Wednesday, June 13, 2007
Strata V, Winter
Well, by the time I got to creating Strata V (Winter), I was feeling really comfortable about this new soluble material. I decide to approach this piece as if it were a reverse glass painting. The things closest to the adhesive would be my front...I would stitch looking at the back through the clear soluble. By that I mean, put all the smallest, delicate snippets...the details...on the adhesive first. Then start adding heavier and larger things...covering the small ones up. Then stitch. It is a little backward, but I just can't figure out how to get all the little things to be held down after I've covered up all the adhesive with the bigger things. Anyway, it worked. If anything, I used machine thread that was almost too subtle in coloring. I really like this piece, which is saying something...I don't generally gravitate to these colors. I'm quite excited to get back into the studio this coming weekend and make some more. I've got several new ideas rattling around in my head.
I will, of course, be in my studio each evening this week; but there's nothing quite like spending all day with your fibers...two days in a row. I'm feeling much, much better about the solo exhibit now.
Below is the statement I wrote for the show. Although I type nearly as quickly as I speak and I adore writing, it must have taken two hours to come up with this statement! Every time I'm suppose to write something "official", especially for an academic setting, I really struggle. Next Monday, I have to send a CD with selected images to the university. I'm almost ready. Now, about ten more pieces to make before August 4.
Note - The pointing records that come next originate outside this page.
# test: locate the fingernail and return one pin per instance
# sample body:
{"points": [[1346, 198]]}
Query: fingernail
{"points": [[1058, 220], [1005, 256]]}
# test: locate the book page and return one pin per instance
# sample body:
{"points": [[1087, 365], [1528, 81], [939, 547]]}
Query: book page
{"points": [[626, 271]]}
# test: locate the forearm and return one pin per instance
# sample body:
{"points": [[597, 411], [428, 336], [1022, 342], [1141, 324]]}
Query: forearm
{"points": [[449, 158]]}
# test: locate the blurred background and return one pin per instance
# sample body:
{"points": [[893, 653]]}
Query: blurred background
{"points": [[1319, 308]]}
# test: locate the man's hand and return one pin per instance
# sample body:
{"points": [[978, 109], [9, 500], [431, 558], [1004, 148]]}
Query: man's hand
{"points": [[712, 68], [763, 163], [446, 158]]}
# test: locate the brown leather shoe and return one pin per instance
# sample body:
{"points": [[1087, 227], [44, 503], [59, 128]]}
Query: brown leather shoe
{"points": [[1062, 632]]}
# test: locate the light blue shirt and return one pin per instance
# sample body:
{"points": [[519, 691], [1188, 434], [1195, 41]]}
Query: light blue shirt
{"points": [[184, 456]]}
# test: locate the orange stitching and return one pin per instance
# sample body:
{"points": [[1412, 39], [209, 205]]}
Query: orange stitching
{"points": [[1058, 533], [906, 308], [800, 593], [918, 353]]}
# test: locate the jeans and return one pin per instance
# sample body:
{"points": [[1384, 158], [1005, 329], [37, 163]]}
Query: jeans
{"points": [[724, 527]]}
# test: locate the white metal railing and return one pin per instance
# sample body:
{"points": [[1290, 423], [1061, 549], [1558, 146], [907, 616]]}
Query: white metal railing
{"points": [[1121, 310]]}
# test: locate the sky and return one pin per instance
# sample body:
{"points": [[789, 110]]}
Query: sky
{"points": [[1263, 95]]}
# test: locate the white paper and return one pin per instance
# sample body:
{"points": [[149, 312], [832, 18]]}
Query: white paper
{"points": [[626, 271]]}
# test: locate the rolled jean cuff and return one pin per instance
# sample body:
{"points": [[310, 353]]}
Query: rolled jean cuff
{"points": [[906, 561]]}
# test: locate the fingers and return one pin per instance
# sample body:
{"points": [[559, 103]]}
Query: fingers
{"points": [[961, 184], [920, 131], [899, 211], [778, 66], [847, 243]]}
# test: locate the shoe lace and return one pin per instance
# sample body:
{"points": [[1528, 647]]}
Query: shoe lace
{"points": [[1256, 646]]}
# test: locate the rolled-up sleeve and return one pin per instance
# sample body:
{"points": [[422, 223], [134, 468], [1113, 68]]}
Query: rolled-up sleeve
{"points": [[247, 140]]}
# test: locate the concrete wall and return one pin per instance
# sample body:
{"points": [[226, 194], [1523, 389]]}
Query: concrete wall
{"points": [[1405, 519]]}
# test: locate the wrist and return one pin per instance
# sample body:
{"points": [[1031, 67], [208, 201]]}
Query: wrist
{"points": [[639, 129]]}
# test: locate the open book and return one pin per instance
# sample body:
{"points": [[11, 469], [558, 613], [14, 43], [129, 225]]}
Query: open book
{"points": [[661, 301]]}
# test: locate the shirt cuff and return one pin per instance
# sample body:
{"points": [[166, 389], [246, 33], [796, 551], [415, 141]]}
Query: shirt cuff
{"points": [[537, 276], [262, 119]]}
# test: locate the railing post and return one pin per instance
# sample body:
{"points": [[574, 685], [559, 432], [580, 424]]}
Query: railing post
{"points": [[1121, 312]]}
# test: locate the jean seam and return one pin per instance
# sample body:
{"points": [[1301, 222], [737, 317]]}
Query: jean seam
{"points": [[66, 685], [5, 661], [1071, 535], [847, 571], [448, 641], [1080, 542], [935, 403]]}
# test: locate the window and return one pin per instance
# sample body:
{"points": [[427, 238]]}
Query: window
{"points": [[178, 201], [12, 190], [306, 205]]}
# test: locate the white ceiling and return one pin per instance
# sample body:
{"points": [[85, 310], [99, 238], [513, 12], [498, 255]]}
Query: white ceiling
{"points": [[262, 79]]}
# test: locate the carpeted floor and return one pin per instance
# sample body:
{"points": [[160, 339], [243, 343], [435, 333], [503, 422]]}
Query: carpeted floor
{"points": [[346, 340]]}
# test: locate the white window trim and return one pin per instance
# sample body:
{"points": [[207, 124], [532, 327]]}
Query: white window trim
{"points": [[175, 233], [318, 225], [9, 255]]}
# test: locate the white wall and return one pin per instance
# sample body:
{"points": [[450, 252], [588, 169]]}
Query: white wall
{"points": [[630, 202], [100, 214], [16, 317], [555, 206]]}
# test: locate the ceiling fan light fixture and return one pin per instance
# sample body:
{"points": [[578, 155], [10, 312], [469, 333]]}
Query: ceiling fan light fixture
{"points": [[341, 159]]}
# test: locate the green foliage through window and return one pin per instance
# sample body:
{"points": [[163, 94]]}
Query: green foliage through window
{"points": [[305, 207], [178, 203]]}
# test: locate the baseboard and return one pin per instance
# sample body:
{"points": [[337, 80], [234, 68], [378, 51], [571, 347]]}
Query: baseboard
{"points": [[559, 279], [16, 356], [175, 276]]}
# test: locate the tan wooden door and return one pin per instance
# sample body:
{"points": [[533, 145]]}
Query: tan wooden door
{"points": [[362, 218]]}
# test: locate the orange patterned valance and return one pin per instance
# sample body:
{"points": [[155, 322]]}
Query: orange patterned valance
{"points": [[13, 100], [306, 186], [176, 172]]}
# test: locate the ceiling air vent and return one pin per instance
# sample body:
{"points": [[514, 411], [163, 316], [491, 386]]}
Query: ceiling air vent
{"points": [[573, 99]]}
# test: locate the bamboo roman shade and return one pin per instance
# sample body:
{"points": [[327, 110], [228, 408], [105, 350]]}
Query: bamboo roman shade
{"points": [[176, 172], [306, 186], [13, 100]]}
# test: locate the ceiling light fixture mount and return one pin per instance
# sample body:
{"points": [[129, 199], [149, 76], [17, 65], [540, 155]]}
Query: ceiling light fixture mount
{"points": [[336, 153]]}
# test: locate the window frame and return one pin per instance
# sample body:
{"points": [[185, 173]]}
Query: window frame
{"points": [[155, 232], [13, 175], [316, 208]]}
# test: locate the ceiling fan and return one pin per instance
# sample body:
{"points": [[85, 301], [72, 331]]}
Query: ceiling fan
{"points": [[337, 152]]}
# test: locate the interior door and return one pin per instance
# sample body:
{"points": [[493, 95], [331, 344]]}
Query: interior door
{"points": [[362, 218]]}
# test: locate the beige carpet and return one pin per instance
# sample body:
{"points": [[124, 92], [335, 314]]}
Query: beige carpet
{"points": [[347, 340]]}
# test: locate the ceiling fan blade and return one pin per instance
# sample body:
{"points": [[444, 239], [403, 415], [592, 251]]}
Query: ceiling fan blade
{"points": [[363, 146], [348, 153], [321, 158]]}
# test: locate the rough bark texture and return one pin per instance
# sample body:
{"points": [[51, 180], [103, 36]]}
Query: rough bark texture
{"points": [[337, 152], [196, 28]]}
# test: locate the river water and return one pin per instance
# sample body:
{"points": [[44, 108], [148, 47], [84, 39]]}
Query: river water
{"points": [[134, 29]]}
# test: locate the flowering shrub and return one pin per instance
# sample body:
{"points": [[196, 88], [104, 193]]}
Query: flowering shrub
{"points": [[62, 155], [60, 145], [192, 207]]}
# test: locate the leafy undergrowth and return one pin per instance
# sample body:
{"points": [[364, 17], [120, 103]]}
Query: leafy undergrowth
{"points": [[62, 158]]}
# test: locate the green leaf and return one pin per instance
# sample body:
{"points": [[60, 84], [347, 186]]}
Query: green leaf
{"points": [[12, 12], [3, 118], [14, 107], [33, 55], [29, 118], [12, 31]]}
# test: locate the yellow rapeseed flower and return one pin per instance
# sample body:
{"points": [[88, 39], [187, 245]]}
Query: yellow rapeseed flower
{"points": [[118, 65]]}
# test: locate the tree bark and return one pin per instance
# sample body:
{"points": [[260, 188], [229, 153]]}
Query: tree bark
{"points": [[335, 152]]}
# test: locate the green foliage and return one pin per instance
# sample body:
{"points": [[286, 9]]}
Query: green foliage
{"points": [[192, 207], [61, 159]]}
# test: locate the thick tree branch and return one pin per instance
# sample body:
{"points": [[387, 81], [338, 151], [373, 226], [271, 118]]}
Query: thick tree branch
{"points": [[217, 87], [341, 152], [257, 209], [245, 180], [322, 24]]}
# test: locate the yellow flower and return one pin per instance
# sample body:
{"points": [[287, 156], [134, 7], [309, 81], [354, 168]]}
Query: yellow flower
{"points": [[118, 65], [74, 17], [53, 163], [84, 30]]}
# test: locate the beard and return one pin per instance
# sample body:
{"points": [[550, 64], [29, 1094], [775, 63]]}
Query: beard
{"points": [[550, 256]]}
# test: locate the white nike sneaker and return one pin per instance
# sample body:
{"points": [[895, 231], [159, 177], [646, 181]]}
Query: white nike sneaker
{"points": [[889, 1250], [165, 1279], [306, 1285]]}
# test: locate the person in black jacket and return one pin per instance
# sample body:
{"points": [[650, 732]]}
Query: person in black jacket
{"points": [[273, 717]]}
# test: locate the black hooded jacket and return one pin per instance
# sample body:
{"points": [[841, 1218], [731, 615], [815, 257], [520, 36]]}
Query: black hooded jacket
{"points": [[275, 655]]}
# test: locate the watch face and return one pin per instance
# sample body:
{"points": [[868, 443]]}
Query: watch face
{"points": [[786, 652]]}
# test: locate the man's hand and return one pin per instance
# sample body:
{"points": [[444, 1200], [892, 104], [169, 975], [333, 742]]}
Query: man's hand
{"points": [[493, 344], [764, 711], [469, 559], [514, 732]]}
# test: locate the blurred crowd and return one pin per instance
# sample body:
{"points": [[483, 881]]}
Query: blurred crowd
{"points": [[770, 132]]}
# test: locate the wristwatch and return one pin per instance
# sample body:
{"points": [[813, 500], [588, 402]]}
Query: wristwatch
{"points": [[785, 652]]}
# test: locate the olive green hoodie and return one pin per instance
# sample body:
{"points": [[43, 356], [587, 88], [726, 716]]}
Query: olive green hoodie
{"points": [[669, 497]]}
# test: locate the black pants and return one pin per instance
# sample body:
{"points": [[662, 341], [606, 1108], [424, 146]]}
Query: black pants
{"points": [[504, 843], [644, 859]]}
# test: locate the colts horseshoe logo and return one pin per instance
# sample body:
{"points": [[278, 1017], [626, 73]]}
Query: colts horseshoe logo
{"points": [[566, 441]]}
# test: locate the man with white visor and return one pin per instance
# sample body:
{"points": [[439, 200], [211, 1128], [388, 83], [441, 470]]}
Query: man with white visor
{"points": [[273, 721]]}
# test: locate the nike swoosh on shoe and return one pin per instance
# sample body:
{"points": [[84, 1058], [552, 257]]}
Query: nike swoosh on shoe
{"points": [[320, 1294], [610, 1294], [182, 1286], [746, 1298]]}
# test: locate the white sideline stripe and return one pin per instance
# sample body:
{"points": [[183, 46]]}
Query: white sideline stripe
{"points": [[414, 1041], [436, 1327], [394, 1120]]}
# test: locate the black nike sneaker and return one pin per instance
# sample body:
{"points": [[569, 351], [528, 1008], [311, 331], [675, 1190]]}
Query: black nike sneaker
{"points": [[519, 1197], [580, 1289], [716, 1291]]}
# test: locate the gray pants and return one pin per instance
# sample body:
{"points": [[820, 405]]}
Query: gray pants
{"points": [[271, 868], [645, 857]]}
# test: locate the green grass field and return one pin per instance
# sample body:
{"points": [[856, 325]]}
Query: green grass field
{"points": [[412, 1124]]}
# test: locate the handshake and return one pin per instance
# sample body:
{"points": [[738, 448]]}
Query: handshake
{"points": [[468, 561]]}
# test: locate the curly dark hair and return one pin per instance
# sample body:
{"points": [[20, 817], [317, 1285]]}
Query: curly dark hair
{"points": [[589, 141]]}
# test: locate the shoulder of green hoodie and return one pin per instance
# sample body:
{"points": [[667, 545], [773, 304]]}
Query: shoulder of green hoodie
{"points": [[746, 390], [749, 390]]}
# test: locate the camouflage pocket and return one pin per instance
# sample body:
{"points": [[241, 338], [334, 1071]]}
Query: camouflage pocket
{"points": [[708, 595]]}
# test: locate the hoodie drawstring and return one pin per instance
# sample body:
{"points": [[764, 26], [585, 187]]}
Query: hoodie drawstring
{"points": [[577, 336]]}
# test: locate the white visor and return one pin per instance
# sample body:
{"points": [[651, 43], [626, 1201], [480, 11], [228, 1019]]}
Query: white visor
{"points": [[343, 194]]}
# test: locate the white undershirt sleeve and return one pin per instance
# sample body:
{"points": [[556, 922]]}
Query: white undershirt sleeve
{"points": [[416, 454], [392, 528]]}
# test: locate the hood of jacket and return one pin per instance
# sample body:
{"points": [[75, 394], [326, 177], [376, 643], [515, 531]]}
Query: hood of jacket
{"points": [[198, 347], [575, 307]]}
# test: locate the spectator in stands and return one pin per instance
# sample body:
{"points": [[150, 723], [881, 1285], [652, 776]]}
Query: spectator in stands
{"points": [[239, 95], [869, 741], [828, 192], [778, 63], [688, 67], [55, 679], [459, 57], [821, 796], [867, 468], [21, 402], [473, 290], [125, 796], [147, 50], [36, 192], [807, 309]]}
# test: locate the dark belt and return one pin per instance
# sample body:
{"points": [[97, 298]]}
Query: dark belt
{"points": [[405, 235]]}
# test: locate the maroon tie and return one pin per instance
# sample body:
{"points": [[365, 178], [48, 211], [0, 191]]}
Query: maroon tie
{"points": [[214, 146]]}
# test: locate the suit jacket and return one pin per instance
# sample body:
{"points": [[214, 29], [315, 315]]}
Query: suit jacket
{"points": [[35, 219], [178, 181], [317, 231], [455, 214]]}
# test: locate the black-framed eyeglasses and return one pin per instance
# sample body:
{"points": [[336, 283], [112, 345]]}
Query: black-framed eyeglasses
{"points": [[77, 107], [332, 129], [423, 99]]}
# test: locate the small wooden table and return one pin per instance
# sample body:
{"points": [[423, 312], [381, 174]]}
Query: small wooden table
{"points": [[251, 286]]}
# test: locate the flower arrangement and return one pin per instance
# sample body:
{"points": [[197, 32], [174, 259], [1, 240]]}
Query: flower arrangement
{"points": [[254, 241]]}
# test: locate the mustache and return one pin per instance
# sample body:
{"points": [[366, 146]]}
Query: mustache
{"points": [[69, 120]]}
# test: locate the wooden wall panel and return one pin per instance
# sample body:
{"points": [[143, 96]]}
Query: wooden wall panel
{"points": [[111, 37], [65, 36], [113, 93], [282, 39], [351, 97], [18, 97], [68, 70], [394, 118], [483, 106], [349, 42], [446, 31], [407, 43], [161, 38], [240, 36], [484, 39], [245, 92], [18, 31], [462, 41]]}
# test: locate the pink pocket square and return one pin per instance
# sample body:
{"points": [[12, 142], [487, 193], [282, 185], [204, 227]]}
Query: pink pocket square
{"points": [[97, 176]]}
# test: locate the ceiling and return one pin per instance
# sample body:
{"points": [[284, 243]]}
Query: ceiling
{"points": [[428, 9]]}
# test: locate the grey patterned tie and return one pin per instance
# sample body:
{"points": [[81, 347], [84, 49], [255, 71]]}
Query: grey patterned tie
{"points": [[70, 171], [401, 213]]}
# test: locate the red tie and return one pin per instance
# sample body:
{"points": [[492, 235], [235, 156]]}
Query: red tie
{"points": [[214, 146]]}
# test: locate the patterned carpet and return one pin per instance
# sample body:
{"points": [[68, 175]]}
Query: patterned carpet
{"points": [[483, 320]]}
“Stitched!” will be an exhibition of contemporary free motion embroidery techniques by Columbia artist Susan Lenz featuring two ongoing but related bodies of work. One is created on water-soluble fabric. The other uses a burning tool. Both approaches seek to dissolve the very ground on which the embroidery is made. Design inspirations include aerial views of urban architecture and cross-sectional profiles of the earth’s strata.